Credit: Brauman et al. (2020)

It is no secret that over the last few decades, humans have changed nature at an ever-increasing rate. A growing collection of research covers the many ways this is impacting our quality of life, from air quality to nutrition and income. To better understand how which areas are most at risk, scientists have combed through volumes of literature to present global trends in the relationship between human wellbeing and environmental degradation.

Their work, which included Fabrice DeClerck from the Alliance of Bioversity International and CIAT, was summarized in "Global trends in nature's contributions to people", which was recently published in Proceedings of the National Academy of Sciences.

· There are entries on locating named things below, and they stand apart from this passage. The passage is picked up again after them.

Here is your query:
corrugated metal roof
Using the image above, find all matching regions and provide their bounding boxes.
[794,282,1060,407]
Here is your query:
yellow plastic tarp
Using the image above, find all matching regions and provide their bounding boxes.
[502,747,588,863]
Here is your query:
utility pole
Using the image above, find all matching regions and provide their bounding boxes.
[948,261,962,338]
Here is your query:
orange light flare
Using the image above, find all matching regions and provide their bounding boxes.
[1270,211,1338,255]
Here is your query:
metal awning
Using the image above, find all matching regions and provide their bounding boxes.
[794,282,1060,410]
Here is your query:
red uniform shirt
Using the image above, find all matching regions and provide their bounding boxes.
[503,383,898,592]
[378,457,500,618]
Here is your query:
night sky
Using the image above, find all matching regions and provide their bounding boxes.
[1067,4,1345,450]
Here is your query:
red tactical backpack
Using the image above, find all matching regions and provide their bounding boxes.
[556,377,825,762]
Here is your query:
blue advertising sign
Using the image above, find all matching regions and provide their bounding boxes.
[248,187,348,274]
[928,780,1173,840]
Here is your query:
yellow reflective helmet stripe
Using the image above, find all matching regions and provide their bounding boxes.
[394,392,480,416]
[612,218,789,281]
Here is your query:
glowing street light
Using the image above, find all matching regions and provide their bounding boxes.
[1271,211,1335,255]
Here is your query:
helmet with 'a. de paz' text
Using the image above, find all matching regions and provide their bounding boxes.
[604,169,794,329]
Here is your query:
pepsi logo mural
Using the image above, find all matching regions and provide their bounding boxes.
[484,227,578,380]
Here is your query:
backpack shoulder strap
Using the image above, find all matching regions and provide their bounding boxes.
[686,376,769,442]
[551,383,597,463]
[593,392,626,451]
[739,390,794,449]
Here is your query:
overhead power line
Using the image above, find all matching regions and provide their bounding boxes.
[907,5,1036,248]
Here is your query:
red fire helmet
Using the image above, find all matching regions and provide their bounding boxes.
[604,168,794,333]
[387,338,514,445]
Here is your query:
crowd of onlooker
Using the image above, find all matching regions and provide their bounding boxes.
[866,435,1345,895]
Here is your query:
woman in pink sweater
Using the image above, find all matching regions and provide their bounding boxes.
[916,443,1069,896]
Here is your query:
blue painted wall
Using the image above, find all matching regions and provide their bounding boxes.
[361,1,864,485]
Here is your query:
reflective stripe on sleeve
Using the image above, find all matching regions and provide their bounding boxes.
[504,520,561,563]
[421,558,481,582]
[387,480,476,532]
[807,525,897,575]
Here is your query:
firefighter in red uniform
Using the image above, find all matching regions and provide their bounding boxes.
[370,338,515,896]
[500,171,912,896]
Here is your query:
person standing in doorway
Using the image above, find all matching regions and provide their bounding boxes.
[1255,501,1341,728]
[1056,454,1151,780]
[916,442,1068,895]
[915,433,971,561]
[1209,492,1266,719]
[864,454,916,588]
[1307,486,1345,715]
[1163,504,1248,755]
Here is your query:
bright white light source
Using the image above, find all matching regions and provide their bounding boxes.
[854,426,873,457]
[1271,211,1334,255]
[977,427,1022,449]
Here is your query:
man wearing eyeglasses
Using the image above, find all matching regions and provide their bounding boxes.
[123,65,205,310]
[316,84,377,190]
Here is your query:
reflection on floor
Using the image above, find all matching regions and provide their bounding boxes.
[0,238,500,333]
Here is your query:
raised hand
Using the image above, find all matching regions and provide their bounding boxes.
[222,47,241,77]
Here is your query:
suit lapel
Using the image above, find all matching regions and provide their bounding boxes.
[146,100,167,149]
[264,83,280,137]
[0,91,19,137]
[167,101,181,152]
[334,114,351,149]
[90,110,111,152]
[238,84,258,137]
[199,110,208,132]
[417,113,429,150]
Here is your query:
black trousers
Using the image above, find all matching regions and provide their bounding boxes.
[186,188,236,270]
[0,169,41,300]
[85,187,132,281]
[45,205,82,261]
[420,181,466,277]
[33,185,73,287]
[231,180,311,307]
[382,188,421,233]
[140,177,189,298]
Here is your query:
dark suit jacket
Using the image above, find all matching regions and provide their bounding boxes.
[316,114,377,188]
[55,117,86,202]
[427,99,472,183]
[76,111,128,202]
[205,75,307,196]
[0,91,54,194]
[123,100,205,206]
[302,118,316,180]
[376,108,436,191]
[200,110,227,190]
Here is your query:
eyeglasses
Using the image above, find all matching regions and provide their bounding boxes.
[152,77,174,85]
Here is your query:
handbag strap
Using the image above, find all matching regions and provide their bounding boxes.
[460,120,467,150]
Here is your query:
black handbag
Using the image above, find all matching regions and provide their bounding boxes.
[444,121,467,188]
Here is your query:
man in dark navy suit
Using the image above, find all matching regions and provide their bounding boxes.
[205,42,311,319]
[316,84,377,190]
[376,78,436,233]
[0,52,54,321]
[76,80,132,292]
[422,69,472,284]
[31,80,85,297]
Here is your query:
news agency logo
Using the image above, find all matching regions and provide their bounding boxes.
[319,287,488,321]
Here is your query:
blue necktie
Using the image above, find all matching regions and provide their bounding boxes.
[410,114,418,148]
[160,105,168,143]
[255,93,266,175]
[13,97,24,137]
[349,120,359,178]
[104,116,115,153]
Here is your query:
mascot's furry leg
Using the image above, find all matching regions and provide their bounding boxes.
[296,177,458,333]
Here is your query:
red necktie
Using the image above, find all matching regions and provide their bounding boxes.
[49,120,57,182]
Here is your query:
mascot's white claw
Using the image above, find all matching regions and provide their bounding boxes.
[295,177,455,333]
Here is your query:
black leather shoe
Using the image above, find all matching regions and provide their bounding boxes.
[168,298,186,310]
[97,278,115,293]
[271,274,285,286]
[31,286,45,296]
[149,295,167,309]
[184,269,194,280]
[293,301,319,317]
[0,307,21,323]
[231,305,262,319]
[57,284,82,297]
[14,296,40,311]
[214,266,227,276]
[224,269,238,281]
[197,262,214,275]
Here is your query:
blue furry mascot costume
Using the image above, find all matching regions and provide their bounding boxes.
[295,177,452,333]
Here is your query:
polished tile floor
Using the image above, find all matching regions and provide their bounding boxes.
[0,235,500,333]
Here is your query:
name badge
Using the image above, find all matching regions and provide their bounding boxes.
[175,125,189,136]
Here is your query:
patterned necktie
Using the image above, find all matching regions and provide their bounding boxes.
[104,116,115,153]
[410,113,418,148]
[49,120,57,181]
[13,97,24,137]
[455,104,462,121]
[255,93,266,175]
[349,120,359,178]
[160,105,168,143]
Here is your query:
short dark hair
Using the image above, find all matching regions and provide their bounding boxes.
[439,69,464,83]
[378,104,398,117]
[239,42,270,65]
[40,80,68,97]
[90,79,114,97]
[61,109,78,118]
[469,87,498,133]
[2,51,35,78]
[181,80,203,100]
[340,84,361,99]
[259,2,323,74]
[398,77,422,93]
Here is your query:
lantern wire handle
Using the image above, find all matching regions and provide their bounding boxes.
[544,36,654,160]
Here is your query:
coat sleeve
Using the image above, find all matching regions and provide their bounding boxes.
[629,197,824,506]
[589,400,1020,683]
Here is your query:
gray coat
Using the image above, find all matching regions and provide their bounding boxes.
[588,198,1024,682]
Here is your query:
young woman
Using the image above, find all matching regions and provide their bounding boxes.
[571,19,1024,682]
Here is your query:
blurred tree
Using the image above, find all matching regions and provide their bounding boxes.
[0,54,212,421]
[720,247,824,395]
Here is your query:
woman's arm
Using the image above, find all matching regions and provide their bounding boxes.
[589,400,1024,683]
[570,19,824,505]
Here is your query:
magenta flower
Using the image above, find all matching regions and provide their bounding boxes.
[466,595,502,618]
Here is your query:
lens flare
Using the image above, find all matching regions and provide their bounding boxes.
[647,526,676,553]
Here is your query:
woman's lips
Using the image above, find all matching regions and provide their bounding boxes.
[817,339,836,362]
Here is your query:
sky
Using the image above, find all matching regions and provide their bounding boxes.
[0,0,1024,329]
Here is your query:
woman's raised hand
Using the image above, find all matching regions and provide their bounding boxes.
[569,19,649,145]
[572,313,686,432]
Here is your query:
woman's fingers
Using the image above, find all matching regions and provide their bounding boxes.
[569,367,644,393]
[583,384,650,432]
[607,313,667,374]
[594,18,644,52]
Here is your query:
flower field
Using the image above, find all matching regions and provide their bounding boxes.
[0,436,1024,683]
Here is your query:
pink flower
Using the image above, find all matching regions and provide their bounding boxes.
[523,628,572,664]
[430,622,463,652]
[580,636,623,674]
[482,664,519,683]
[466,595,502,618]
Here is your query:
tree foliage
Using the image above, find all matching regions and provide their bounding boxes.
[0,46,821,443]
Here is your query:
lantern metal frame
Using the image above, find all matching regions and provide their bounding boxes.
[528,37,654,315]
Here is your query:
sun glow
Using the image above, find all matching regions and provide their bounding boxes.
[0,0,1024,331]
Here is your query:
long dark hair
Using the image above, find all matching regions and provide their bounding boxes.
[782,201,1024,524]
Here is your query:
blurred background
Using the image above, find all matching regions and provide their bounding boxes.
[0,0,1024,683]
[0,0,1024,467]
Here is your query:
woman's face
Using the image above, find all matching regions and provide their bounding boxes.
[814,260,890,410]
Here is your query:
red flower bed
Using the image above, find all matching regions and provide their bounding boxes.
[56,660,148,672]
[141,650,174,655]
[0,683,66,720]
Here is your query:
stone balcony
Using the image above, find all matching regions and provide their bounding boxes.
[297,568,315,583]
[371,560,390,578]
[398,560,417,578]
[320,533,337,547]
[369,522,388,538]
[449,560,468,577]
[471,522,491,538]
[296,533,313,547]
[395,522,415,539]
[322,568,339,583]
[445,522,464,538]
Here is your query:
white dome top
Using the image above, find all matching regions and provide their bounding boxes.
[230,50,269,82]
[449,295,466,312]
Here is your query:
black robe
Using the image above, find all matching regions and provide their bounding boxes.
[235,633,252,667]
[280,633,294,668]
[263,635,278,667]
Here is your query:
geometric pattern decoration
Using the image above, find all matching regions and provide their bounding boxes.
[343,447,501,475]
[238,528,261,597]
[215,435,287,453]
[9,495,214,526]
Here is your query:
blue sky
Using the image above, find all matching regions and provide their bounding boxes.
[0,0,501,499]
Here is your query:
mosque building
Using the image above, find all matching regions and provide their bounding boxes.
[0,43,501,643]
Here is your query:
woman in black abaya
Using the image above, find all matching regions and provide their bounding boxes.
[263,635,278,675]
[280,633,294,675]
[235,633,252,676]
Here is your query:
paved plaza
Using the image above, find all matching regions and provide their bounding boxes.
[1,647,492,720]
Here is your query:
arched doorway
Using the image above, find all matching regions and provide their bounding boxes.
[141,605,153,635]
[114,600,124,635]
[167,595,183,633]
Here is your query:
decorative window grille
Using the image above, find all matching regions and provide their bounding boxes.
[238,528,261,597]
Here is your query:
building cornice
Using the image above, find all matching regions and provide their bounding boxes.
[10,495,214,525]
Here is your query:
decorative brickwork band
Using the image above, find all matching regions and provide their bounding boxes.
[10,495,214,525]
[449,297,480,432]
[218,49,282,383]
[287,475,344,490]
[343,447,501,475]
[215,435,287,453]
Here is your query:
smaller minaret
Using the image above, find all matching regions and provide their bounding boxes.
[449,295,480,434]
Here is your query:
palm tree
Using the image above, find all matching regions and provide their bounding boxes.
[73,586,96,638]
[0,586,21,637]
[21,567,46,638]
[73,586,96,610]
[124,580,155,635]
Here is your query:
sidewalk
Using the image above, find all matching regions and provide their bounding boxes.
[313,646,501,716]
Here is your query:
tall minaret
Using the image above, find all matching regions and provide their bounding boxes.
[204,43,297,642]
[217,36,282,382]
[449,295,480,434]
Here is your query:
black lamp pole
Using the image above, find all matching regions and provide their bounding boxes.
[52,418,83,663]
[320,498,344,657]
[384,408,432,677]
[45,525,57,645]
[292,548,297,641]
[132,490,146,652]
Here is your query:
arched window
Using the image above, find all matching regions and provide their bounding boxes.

This systematic review builds on the Intergovernmental Science-Policy Platform on Biodiversity and Ecosystem Services (IPBES) Global Assessment Report, which in 2019 provided the most comprehensive assessment yet of nature's decline and biodiversity loss, when it emphasized that 1 million plant and animal species face extinction.

The PNAS review evaluates how biodiversity loss affects human wellbeing. It differentiates between nature's potential contributions, realized contributions, environmental conditions, and impact on quality of life. Material and non-material indicators, including greenhouse gas concentration, pest control and cultural knowledge were used to assess whether trends were worsening, about the same, or improving since 1970. Unsurprisingly, many were shown to be in sharp decline. Particularly in the context of agriculture, the review underscores that we face interrelated risks such as declining crop yields, declining pollinator populations, and reduced soil productivity.

Even increases in areas such as volume of crop commodity production hold a warning, as trends on human health from food diverge depending on variables such as region and socioeconomic context.

This paper represents one step in documenting the importance of nature's contributions to people, which the scientists hope can improve our ability to manage earth systems effectively, equitably, and sustainably.

"Nature contributes to our health and well-being in many ways, and our actions put these benefits at risk," said author Kate Brauman of the University of Minnesota.